Jonathan Pacifici: È il tema del corporate venture che in molte zone d’Europa, penso soprattutto all’Italia fatica a decollare. Io non credo a patti, politiche e piani. Il mondo degli investimenti deve avere una logica finanziaria ed industriale. Oggi per le grandi corporate è semplicemente un suicidio non investire in innovazione e poiché l’innovazione per definizione è quasi sempre esterna all’esperienza aziendale, non aprirsi al mondo startup è un errore madornale.

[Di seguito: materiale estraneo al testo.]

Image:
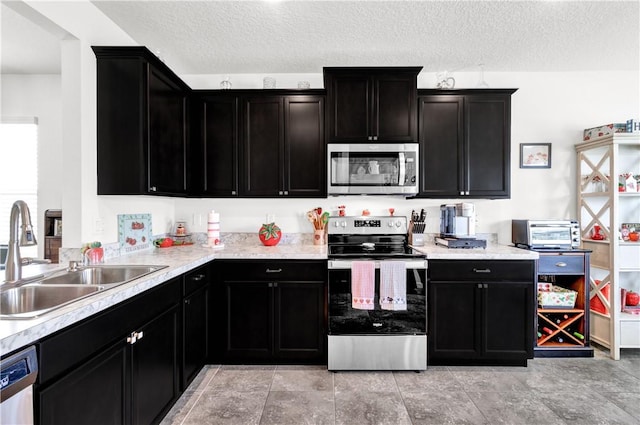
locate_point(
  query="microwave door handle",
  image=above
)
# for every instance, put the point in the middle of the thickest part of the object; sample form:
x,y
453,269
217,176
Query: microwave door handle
x,y
402,169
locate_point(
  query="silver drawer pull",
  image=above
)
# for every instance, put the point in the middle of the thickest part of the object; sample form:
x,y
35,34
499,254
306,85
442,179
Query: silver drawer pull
x,y
482,270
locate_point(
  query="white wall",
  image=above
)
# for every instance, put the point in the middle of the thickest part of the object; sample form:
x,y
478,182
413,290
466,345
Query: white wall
x,y
547,108
39,96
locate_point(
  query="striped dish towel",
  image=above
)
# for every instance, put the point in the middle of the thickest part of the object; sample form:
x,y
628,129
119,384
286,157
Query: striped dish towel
x,y
363,283
393,285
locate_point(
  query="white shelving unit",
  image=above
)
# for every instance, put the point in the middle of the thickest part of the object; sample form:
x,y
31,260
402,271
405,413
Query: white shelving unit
x,y
615,264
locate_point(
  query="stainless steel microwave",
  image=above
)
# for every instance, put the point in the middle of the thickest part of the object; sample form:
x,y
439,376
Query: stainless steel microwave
x,y
535,234
372,169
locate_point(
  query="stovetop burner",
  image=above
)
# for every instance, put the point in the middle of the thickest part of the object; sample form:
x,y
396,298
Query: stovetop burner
x,y
369,237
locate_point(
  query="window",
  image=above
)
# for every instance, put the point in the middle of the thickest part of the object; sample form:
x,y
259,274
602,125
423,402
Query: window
x,y
19,174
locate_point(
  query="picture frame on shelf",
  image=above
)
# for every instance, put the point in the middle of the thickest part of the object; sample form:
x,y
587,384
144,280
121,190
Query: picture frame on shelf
x,y
535,155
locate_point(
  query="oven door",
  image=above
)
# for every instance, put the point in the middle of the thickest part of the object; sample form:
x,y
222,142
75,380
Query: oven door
x,y
345,320
372,169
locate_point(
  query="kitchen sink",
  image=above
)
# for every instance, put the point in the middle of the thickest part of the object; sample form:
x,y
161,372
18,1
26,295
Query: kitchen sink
x,y
35,297
99,275
33,300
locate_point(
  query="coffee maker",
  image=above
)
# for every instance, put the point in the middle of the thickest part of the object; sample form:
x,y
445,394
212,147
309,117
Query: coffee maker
x,y
458,220
458,226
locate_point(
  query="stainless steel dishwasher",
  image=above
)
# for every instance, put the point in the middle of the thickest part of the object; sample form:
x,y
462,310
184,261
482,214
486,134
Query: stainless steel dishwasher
x,y
18,373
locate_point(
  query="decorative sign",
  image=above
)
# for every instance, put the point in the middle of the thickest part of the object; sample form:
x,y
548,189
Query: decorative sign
x,y
535,155
134,231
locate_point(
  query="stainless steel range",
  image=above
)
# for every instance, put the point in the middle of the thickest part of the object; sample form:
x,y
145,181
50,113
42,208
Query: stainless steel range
x,y
377,296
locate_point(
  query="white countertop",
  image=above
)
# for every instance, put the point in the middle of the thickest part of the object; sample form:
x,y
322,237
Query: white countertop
x,y
179,260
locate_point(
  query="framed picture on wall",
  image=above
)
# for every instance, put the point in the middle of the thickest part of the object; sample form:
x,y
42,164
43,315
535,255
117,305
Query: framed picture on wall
x,y
535,155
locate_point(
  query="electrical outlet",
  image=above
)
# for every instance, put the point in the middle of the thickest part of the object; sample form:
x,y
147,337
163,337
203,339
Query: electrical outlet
x,y
98,225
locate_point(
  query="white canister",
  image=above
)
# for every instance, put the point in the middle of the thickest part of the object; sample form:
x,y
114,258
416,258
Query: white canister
x,y
269,83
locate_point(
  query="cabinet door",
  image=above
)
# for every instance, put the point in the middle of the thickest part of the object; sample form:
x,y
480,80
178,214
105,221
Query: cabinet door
x,y
508,320
304,147
94,393
220,137
299,321
262,147
195,334
441,141
350,98
454,320
488,142
249,332
155,368
394,108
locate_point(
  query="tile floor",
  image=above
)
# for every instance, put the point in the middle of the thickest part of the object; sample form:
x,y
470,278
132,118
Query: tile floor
x,y
549,391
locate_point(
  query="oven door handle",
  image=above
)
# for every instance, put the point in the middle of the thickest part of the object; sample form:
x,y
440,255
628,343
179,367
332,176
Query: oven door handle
x,y
346,264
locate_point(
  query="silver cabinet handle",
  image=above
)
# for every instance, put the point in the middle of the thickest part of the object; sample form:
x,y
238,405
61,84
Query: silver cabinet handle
x,y
134,337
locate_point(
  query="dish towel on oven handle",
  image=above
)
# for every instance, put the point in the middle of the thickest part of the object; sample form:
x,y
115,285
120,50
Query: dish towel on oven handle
x,y
393,285
363,284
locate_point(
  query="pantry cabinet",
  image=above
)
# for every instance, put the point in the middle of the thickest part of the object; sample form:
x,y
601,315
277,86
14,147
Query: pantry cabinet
x,y
615,259
141,122
272,312
213,170
465,143
252,143
195,323
123,367
367,104
480,312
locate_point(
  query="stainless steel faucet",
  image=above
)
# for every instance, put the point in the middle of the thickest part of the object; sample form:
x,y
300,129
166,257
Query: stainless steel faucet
x,y
20,210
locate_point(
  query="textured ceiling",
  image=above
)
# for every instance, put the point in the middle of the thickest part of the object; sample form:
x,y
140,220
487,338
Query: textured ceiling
x,y
230,37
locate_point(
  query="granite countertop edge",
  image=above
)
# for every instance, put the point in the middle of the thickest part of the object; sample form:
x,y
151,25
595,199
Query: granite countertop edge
x,y
15,334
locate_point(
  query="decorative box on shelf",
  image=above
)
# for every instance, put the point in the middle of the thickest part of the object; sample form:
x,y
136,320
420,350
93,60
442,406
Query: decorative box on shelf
x,y
603,130
557,297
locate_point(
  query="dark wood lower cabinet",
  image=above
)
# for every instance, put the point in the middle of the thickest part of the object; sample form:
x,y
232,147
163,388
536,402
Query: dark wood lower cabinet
x,y
117,367
481,312
274,312
94,393
154,360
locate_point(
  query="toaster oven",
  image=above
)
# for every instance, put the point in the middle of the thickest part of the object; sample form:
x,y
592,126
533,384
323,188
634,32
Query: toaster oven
x,y
540,234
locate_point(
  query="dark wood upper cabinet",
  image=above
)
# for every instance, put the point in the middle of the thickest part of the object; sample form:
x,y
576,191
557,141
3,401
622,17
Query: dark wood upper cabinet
x,y
304,146
213,170
465,143
372,104
141,122
262,148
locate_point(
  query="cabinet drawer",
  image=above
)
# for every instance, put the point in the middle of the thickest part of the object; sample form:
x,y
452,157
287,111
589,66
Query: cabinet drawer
x,y
561,264
481,270
195,280
292,270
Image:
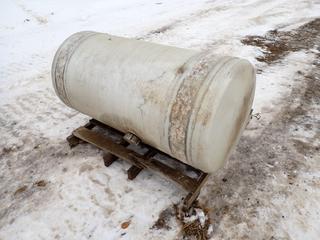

Club Italia-Francia: Le capita di lavorare su progetti che coinvolgano la Francia e l’Italia? Quali sono secondo lei i maggiori assi strategici di sviluppo su cui questi due paesi dovrebbero puntare?
Jonathan Pacifici: Ho molta esperienza sul mercato italiano, meno in Francia. In Italia ed esempio il tema dell’industria 4.0 è cruciale per lo sviluppo economico dei prossimi anni. Al contempo il paese ha una serie di expertise, dal campo biomedicale a quello manifatturiero che andrebbero valorizzate. Il problema è che la velocità del cambiamento non attende i nostri ritmi. Prendiamo un comparto con una storia gloriosa tanto in Francia che in Italia: l’automotive. Oggi Israele, senza mai aver prodotto una sola auto, è diventato uno snodo fondamentale in un mercato nel quale il software conta molto di più del telaio e l’AI alla base della guida autonoma sarà ancora più cruciale nei prossimi anni. Le case automobilistiche di tutto il mondo vengono a cercare tecnologia in Israele mentre l’Europa rimane indietro.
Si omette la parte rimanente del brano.